Gumbo Limbo also known as the Tourist Tree

Why is This Called the Tourist Tree in Belize?

Dorian NuñezFeatured Article 3 Comments

It grows to become a magnificent tree, tall with open limbs reaching to the skies; but its bark does something very interesting – it peels. The bark of a Gumbo Limbo tree looks like peeling skin from a sunburn, hence why Belizeans name it the ‘Tourist Tree’; well pretty much like the skin of tourists who get sunburned the most while vacationing in Belize.

Its bark is green, but the outer layer flakes red; hard to miss while venturing the coastline of Belize. Interestingly enough, the tree is used to treat sunburns. How About That!? Yes, this herbal healer has anti-inflammatory properties that are excellent to treat sunburns and rash from poison wood (locally known as Chechen in Maya).

Many a times, you find yourself looking for over-the-counter medication to heal a sunburn or that nasty rash you get when rummaging in the jungle. It happens a lot living in the tropics, but an added advantage of being in the tropics also means finding home remedies that are as efficient and even more readily available for instant relief.



Quite conveniently, the Gumbo Limbo trees grow in the same area of the Black Poison wood trees. When wondering through the jungle getting in contact with black poison wood is pretty much inevitable as it’s in abundance in Belize. You will know almost instantly that you have had contact with it’s ‘fiery’ bark as a serious rash develops on your skin. The first thing to do is to find a Gumbo Limbo tree. Here is where the Tourist Tree comes in handy – cut a piece of the tree’s bark and wipe the inside on the affected area. You can hang on to this bark and reapply several times as needed.

The Many Wonderful Properties of the Tourist Tree
The bark is a common topical remedy; strips of bark are boiled in water and then used topically for skin sores, measles, sunburn, insect bites, and rashes. It is also drunk as tea to treat backaches, urinary tract infections, colds, flu, and fevers.
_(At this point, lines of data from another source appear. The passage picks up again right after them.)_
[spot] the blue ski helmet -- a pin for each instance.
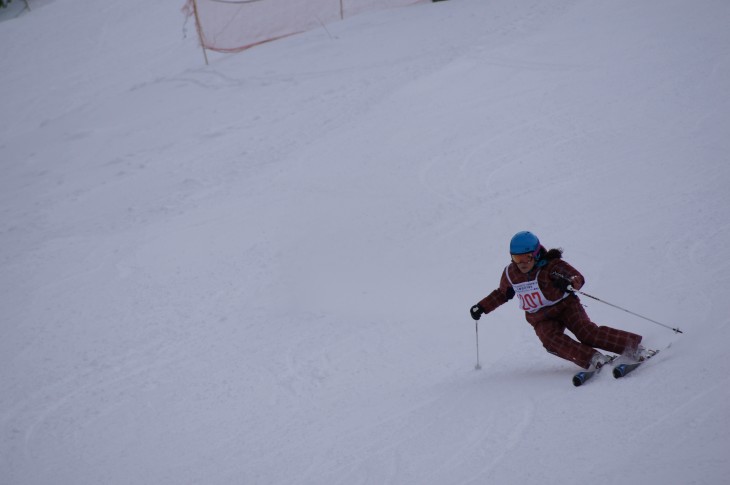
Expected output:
(524, 242)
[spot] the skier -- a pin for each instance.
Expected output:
(541, 279)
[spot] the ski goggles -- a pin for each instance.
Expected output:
(523, 258)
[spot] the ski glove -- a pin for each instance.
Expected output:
(476, 312)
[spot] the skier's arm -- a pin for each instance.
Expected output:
(496, 298)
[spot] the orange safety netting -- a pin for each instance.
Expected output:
(235, 25)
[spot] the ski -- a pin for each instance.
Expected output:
(581, 377)
(621, 370)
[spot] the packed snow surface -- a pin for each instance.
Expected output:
(259, 271)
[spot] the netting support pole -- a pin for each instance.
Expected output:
(200, 31)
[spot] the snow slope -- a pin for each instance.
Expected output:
(259, 271)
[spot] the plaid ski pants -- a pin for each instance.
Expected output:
(550, 325)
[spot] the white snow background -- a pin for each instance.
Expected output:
(259, 271)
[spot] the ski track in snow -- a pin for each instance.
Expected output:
(258, 271)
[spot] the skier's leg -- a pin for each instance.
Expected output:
(551, 334)
(600, 337)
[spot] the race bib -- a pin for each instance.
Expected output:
(530, 297)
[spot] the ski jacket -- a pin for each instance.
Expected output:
(512, 277)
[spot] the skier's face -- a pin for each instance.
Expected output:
(525, 262)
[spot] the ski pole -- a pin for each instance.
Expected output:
(476, 327)
(675, 329)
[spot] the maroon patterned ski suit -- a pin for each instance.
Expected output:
(550, 322)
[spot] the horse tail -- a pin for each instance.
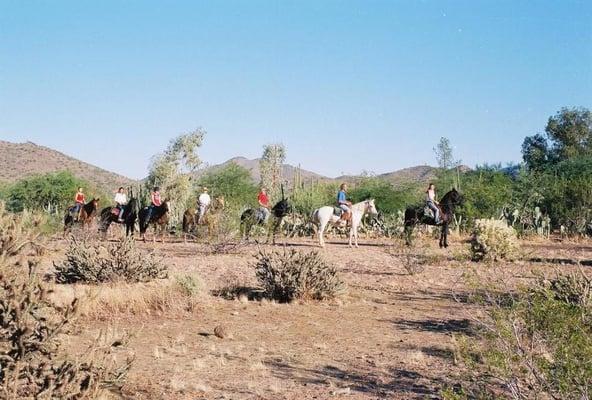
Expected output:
(315, 216)
(186, 222)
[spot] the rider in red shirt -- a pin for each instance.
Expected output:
(154, 200)
(79, 202)
(263, 201)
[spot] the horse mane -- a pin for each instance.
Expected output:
(446, 197)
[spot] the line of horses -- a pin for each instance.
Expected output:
(321, 218)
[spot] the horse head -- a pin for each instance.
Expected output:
(456, 197)
(219, 202)
(282, 208)
(370, 207)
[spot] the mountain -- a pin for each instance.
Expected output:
(419, 174)
(19, 160)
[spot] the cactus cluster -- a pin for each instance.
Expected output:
(493, 239)
(31, 327)
(289, 275)
(120, 261)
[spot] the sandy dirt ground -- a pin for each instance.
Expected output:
(391, 336)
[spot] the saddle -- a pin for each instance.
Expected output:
(429, 213)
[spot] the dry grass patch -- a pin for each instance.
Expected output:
(176, 295)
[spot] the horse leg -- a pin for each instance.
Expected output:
(321, 234)
(408, 234)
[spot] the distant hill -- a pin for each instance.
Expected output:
(20, 160)
(419, 174)
(253, 167)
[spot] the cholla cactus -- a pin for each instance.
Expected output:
(493, 239)
(121, 261)
(34, 364)
(290, 275)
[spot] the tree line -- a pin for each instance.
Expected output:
(553, 183)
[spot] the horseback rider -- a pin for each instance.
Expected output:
(203, 203)
(154, 202)
(432, 203)
(263, 201)
(120, 202)
(343, 203)
(79, 202)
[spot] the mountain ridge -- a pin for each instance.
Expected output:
(20, 160)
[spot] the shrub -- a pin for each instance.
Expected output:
(31, 326)
(188, 285)
(290, 275)
(121, 261)
(493, 239)
(539, 345)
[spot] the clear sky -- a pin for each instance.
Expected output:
(346, 86)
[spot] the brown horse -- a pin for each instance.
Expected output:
(159, 218)
(87, 214)
(211, 219)
(418, 215)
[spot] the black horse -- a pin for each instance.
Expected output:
(130, 215)
(159, 218)
(87, 214)
(253, 216)
(418, 215)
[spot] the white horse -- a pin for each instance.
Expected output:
(324, 215)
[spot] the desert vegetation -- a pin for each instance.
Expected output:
(503, 313)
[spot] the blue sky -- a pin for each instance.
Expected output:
(346, 86)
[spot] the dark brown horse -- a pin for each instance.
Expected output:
(130, 215)
(211, 218)
(159, 218)
(87, 214)
(253, 216)
(418, 215)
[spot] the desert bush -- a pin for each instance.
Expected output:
(539, 345)
(493, 239)
(31, 325)
(178, 295)
(120, 261)
(288, 275)
(188, 284)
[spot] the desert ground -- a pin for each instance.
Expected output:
(390, 336)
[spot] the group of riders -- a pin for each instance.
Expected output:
(204, 200)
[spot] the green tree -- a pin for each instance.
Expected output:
(388, 199)
(568, 134)
(51, 192)
(449, 172)
(271, 166)
(234, 183)
(172, 169)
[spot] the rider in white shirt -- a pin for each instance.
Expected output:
(432, 203)
(203, 202)
(120, 202)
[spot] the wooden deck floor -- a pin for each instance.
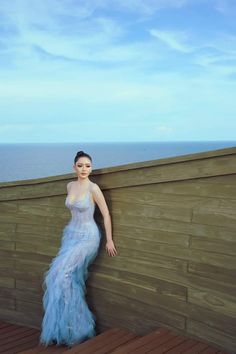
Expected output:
(24, 340)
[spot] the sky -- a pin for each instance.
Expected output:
(123, 70)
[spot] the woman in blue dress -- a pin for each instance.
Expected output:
(67, 318)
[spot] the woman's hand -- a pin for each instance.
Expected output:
(110, 248)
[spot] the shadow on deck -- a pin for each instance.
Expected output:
(20, 339)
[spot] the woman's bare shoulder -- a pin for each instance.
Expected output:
(95, 186)
(69, 185)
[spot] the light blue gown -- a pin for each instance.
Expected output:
(67, 318)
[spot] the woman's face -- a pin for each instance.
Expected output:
(83, 167)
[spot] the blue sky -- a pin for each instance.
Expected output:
(124, 70)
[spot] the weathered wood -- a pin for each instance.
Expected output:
(174, 225)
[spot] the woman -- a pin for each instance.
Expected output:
(67, 318)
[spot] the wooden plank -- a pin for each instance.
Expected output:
(173, 272)
(219, 274)
(172, 343)
(182, 347)
(141, 342)
(211, 335)
(219, 212)
(218, 302)
(97, 342)
(213, 245)
(129, 248)
(140, 173)
(7, 231)
(160, 236)
(160, 286)
(155, 344)
(182, 212)
(135, 301)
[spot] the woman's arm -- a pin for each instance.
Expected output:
(101, 202)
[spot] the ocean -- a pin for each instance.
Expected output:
(36, 160)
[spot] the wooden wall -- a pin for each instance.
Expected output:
(174, 225)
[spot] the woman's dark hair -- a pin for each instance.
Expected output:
(82, 154)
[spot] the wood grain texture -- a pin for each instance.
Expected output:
(174, 225)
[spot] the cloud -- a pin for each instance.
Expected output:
(176, 40)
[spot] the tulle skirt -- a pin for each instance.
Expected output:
(67, 317)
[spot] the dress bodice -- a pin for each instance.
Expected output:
(82, 210)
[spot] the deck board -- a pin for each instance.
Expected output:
(19, 339)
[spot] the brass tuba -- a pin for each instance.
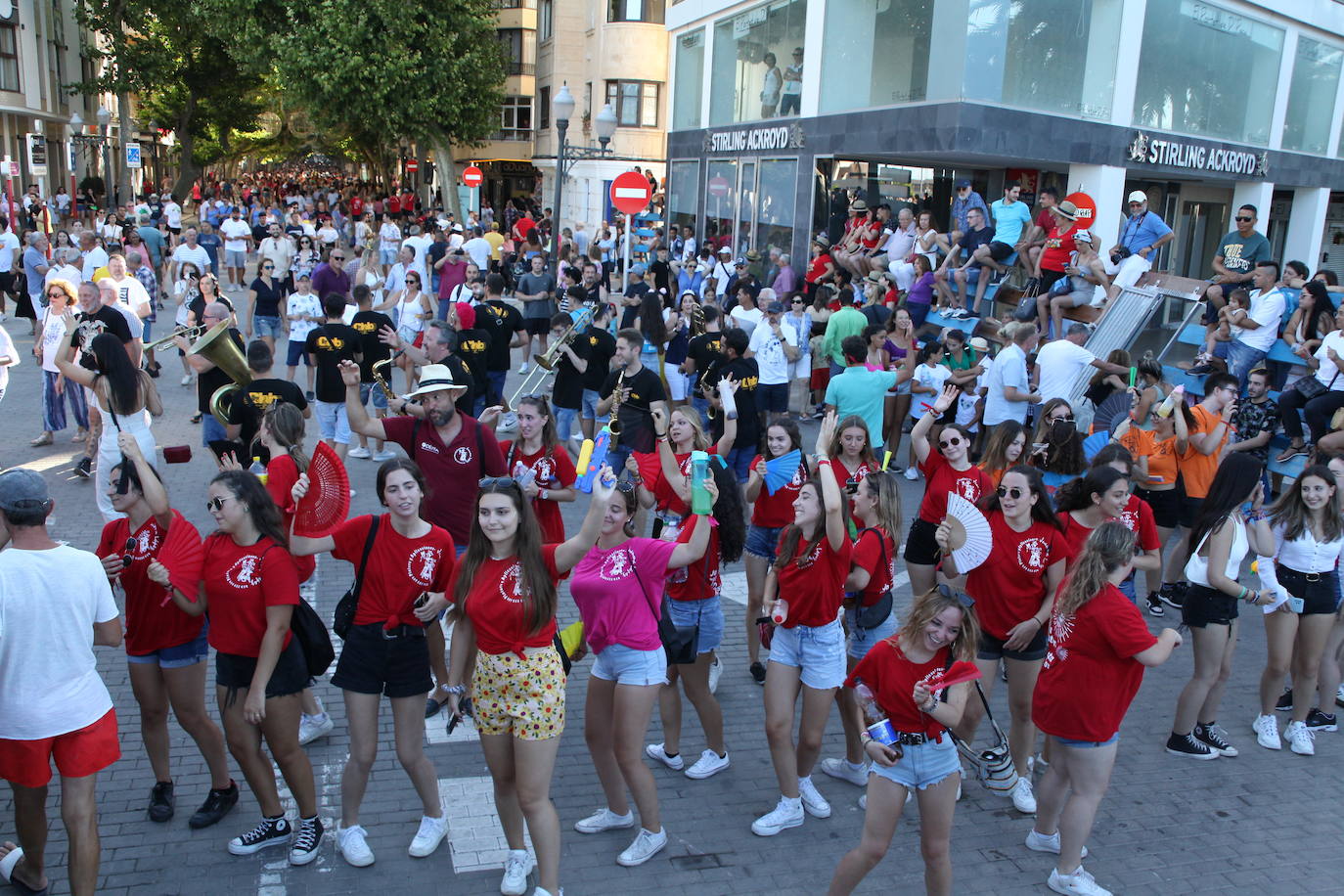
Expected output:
(218, 348)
Young leaves rubbed on skin exposed to poison wood can prevent reaction and will sooth itching and speed recovery. It’s an excellent tree to come upon in the tropics as it’s the medicine of choice for poisonous stings and bug bites.


Rash produced by poison wood which symptoms are lessened with gumbo limbo tree

Gumbo Limbo is also a source of very, very soft and light wood used for making toy airplanes, boats and carousel horses. It is also used in light construction and as firewood; the tree’s resin is used as glue, varnish and incense.

Rising skyward between 75 and 100 feet, the tree is very sturdy and wind-tolerant (hurricane resistant). It is planted along the coastline to serve as wind protection for crops and roads or as living fence posts; small branches readily root and grow into sizable trees in a few years.



So! On your next trip to Belize, keep an eye out for your friendly pal the ‘Tourist Tree’, it might just save you some sorrows and also warn you that Poison Wood is nearby. It’s just one of the many plants/trees that make Belize so interesting and a wealth of knowledge in the medicinal world. All you need to identify is its red pealing bark. So Now You Know!!